ESF-EMBO Symposium “Molecular Biology and Innovative Therapies in Sarcomas of Childhood and Adolescence” Sept 29–Oct 4, Polonia Castle Pultusk, Poland

Rhabdomyosarcoma (RMS) and Ewing sarcoma (ES) are among the most common pediatric sarcomas (Arndt et al., 2012). Despite sarcomas representing a highly heterogeneous group of tumors, ES and alveolar RMS (ARMS) typically share one common genetic characteristic, namely a specific chromosomal translocation (Helman and Meltzer, 2003; Lessnick and Ladanyi, 2012). These translocations generate fusion proteins, which are composed of two transcription factors (TF). Typically, one TF is a developmentally regulated factor that is essential for proper specification of a given lineage and provides the DNA-binding domain, while the partner TF contributes a transactivation domain that drives aberrant expression of target genes. Based on these common genetic characteristics, the first ESF-EMBO research conference entitled “Molecular Biology and Innovative Therapies in Sarcomas of Childhood and Adolescence” with special focus on RMS and ES was held at the Polonia Castle in Pultusk, Poland. The conference gathered 70 participants from more than 15 countries and several continents representing most research groups that are active in this field.

Alveolar RMS (ARMS) harbors reciprocal chromosomal translocations between chromosome 2 (or chromosome 1) and chromosome 13, yielding t(2;13), or t(1;13). These translocations lead to expression of characteristic fusion proteins that consist of the DNA-binding domain of PAX3 or PAX7 and the transactivation domain of the forkhead transcription factor FOXO1 on chromosome 13. Ewing sarcoma (ES) on the other hand is characterized by a translocation involving the ubiquitously expressed, putative RNA-binding EWSR1 gene and the friend leukemia integration 1 (FLI1) transcription factor, forming the EWS/FLI1 fusion protein as the most common fusion event.

The genetic basis of these diseases is therefore thought to be transcriptional deregulation of normal developmental processes.
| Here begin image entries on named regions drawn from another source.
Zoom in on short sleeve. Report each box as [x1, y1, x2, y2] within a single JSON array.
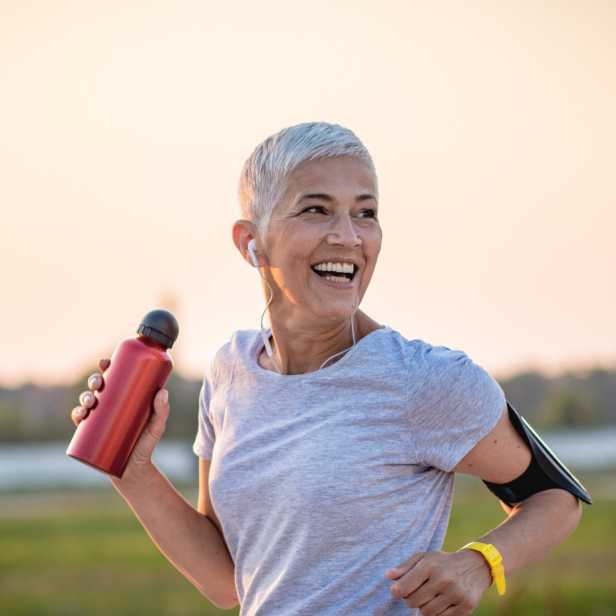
[[407, 343, 505, 472], [193, 370, 216, 460]]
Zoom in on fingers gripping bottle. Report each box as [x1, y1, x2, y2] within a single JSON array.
[[66, 310, 180, 477]]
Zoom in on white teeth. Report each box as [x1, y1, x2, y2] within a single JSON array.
[[312, 261, 355, 274]]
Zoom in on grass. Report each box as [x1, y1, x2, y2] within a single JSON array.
[[0, 483, 616, 616]]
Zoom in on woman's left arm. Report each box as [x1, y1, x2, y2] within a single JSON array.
[[387, 405, 582, 616]]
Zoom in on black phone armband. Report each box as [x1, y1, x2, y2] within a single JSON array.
[[484, 402, 592, 507]]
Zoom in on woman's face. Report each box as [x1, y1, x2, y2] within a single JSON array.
[[264, 156, 382, 324]]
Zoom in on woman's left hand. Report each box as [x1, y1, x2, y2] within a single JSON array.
[[387, 550, 492, 616]]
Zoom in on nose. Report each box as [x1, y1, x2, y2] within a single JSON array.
[[327, 214, 362, 248]]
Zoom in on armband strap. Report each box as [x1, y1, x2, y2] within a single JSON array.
[[458, 541, 505, 595], [484, 403, 592, 507]]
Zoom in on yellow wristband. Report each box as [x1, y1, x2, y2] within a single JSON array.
[[458, 541, 505, 595]]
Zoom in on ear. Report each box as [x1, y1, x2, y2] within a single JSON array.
[[233, 220, 267, 267]]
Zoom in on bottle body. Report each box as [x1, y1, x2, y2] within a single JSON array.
[[66, 334, 173, 477]]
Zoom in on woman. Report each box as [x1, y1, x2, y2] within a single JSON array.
[[73, 123, 580, 616]]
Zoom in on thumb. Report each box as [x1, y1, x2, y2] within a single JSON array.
[[385, 552, 424, 580]]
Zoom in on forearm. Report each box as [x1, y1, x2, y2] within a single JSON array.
[[478, 489, 582, 576], [112, 464, 238, 609]]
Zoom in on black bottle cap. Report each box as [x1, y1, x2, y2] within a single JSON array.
[[137, 310, 180, 349]]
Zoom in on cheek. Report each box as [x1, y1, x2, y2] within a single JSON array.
[[363, 227, 383, 267]]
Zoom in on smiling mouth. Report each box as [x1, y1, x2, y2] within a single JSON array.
[[311, 261, 357, 282]]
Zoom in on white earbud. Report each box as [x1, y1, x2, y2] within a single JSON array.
[[248, 239, 259, 267]]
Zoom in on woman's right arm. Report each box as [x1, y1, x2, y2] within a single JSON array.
[[73, 364, 239, 609]]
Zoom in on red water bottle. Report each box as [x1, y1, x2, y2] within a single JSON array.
[[66, 310, 180, 477]]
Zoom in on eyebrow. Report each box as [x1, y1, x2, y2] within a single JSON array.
[[299, 193, 376, 202]]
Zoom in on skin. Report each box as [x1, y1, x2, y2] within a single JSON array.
[[73, 157, 581, 616]]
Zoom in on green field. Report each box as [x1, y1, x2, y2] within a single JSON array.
[[0, 483, 616, 616]]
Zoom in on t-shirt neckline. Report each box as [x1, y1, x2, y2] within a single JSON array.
[[250, 325, 392, 380]]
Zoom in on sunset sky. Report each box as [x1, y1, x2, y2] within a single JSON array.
[[0, 0, 616, 386]]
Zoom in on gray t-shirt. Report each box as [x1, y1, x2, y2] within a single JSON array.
[[194, 328, 505, 616]]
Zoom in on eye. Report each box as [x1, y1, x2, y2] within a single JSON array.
[[359, 208, 376, 218], [302, 205, 325, 214]]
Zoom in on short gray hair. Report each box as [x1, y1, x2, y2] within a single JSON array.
[[238, 122, 376, 236]]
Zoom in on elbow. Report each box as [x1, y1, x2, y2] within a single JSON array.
[[204, 595, 240, 610], [567, 492, 582, 532]]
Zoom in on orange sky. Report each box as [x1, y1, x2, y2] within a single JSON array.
[[0, 0, 616, 385]]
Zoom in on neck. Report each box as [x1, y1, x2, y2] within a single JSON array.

Hence, improving current treatment approaches will require likely a more detailed understanding of the biology of these oncogenic fusion proteins as well as of the underlying biology of the tumor cells. Importantly, however, available mouse models for ARMS using PAX3/FOXO1 as oncogenic driver as well as (so far unsuccessful) attempts to generate a mouse model for ES based on expression of EWS/FLI1 have unraveled the importance of largely unknown secondary hits which are required for tumorigenesis. Identification of such secondary hits likely requires large-scale next-generation sequencing of which several projects are now getting under way. One critical challenge in this area, however, is the availability of sufficient and high-quality tumor and normal tissue specimen.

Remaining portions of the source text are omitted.